Life gets in the way
But sometimes, strictly following the schedule becomes difficult, although Dubovoy tries not to ruin his sleep regime unless an emergency occurs. For example, he doesn’t stay out past 1 a.m., his normal bedtime.
“If you skip your core sleep, it would take a couple of days to return back into the regime, so you need to avoid this situation,” he explained.
And if he misses a nap, he has to convert his next one into a full one-and-a-half hour sleep cycle — with REM at the beginning and end — to get enough rest.
About a year into Dubovoy’s switch to polyphasic sleep, he came down with pneumonia. When you’re sick, you simply need more sleep.
“But there’s no reason to sleep more than four hours at one time. After your third sleeping cycle, you receive significantly less short-wave sleep,” Dubovoy said. So, he slept for four hours, four times a day, with two hours of awake-time in between. He recovered in only two weeks.
“[Doctors] predicted I would be recovering for more than one month,” Dubovoy said. “I am not sure if we can connect this with my sleeping pattern, or I am just a healthy young man with strong immunity.”

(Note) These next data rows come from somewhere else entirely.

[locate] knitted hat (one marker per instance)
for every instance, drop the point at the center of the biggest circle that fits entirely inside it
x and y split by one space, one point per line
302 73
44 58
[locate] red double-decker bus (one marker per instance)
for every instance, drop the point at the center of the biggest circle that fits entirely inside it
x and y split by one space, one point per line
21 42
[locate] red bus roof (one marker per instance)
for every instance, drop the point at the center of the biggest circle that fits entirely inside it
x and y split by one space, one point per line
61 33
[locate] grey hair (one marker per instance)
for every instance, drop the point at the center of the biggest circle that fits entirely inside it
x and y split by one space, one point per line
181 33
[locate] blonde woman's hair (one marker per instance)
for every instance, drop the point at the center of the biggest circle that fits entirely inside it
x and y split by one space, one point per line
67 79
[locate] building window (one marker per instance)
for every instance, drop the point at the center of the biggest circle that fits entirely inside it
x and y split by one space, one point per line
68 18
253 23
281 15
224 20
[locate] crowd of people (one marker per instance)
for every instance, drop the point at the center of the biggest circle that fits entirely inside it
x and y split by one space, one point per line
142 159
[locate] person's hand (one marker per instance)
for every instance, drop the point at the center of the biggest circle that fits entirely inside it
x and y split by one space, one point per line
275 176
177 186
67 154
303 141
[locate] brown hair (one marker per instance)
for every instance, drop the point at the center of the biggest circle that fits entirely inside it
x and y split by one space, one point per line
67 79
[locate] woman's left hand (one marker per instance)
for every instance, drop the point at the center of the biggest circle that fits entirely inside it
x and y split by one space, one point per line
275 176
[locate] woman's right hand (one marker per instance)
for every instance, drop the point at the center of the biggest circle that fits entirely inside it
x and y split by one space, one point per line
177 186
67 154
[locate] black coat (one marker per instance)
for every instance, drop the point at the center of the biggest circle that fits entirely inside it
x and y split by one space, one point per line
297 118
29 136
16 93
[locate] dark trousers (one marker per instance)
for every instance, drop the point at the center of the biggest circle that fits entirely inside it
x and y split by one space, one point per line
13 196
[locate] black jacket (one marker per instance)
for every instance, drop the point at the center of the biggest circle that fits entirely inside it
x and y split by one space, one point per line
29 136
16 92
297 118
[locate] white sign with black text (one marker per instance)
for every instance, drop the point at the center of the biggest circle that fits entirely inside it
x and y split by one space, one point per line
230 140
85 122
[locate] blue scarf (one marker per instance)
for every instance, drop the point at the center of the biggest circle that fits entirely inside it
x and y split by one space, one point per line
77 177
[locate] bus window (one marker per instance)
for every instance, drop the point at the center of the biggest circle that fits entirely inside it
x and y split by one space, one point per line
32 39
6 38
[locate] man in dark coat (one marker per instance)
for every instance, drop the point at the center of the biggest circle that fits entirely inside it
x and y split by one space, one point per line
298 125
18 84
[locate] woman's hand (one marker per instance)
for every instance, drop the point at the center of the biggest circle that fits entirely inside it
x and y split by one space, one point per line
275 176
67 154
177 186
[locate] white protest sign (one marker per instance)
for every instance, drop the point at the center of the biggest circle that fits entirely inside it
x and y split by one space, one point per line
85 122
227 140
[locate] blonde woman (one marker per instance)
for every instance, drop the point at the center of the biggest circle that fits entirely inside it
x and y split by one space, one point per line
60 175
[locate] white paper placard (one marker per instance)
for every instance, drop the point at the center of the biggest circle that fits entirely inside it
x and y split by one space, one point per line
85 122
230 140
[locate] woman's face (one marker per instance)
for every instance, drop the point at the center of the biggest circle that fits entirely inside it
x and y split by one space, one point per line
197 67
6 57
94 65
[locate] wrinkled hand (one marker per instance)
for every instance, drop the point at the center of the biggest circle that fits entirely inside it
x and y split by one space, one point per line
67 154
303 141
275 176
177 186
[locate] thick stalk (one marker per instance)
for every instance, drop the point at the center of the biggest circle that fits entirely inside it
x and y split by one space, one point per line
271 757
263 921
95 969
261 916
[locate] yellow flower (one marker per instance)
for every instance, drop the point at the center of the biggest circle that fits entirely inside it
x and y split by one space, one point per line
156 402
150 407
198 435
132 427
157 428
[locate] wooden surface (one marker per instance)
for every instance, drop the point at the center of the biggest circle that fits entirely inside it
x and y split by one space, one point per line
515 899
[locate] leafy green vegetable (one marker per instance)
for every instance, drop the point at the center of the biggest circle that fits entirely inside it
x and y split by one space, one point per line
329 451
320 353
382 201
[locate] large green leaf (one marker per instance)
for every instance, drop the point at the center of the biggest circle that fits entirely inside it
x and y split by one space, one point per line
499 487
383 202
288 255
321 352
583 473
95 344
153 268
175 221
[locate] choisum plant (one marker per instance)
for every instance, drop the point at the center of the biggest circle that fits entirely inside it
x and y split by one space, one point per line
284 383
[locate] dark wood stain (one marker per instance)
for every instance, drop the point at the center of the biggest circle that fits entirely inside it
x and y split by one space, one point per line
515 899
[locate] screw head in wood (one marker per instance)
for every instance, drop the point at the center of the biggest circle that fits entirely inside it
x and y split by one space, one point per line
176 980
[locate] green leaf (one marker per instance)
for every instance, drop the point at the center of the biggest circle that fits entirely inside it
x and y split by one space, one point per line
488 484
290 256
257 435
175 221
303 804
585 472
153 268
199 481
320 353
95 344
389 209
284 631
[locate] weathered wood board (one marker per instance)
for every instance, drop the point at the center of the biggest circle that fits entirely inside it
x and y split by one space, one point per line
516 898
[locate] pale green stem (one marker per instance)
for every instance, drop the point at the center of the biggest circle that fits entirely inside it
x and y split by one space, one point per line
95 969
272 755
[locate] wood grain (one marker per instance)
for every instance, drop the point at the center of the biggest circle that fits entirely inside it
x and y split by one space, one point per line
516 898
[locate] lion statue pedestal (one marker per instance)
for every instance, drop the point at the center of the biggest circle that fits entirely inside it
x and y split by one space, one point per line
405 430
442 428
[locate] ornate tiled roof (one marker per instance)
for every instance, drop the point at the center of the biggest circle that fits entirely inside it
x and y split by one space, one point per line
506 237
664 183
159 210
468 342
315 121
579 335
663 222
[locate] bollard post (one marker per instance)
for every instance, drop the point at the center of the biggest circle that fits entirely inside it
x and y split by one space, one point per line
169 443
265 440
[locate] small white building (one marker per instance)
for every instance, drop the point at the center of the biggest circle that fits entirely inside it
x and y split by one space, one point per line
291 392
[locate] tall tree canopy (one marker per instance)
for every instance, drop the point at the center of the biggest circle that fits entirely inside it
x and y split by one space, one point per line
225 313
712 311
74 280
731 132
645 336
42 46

Getting on the polyphasic sleep train
When he first tried polyphasic sleep, Dubovoy failed. He didn’t understand he had to create an adaptation schedule and strictly adhere to it. By reading different sources, like sleep studies and the Polyphasic Society’s website, Dubovoy learned certain tricks.
For example, he uses red-tinted glasses to block light when he naps and help him fall asleep more quickly. Also, Dubovoy says you shouldn’t drink alcohol before a nap because it affects REM.
Now, after two years of successful polyphasic sleep, Dubovoy
aims to create an app, named Smart Sleep, that will help others make the switch. The app not only compiles helpful information but allows users to create their own adaptation schedule by simply answering questions about themselves and their daily habits.
He and his team have already set up a Kickstarter page. If they land the funds, the app will release, for both Android and iPhone, by February.
And Dubovoy has practice teaching others about polyphasic sleep. He has successfully converted some of his friends.
“The main tip for those who want to try polyphasic sleep: think what would you do with your extra free time. And make sure that you will be able to follow your schedule strictly. It should be a real emergency when you need to skip or delay your planned sleep interval,” Dubovoy said.